Enquanto estávamos à espera na rua pela ambulância, o neurologista perguntou todas as ambulâncias que chegaram, este é o meu código de AVC? Esta mentalidade é o que lutamos. Foi tão gratificante ver.
A equipa de AVC neste hospital faz mais com menos. Apesar dos recursos limitados, implementam um caminho quase perfeito. Tratam na TC, fazem testes no local de prestação de cuidados e são sempre pré-notificados pela ambulância ou hospital de referência. O doente está pré-admitido e os enfermeiros em triagem também sabem que o código vem. Assim que abrirem o seu novo SU, o doente irá diretamente para a TC.
Os médicos em Alicante fizeram-me sentir parte da equipa. Não me deixaram de pé atrás, fizeram perguntas e envolveram-me na conversa. Depois um dos neurologistas disse que só trabalhei em Alicante, não tenho uma visão de hospitais diferentes como você. Diga-nos como nos vê, dê-nos feedback, como podemos melhorar? Fez-me sentir valiosa.
A minha relação com a equipa mudou completamente. Sinto que posso contar com eles, que eles farão o que puderem para ajudar.

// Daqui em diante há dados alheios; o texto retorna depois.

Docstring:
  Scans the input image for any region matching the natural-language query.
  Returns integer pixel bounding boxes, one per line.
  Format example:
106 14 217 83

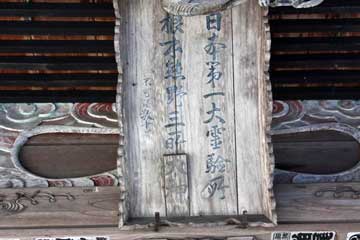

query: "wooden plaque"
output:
115 0 276 225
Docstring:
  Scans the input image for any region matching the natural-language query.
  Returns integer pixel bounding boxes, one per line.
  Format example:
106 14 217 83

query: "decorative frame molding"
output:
0 103 122 188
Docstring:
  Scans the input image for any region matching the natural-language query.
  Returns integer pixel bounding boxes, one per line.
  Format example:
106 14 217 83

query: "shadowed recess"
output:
19 133 119 179
272 131 360 174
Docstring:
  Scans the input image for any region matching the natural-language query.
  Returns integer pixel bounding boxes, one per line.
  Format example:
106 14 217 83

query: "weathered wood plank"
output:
180 7 238 216
232 1 276 222
119 0 169 218
0 187 119 228
164 154 190 217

Já estou pensando em usá-los como exemplo para a região.
Vá com o fluxo
Até agora, a parte difícil do meu trabalho tem sido lidar com pessoas. Pode ser verdade, mas esta experiência permitiu-me.
A primeira vez que visitei este hospital em dezembro passado eu era consultora há pouco mais de um mês. Pensei, o que posso dizer que eles ainda não sabem? Mas continuei a ler e a aprender e, nesta ocasião, descobri que sabia o que perguntar, sabia o que responder.

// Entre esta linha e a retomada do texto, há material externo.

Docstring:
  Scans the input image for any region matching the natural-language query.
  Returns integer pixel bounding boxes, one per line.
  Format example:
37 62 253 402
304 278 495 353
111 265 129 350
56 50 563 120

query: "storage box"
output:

Também aprendi quepor vezes não há problema em simplesmente libertarmo-nos. Como consultores, trabalhamos arduamente para organizar os nossos dias inteiros – quando viajar, quando se encontrar, quando dormir. Normalmente sou muito estruturado, escrevo tudo, tenho dificuldade em improvisar. Mas desta vez não me importei com o que estava a planear fazer nessa tarde.
Passar tempo com os médicos é importante porque, de outra forma, uma experiência como esta não poderia acontecer. E quando chegar a oportunidade, deve aproveitá-la. Nem pense nisso porque uma hipótese como esta só pode surgir uma vez.”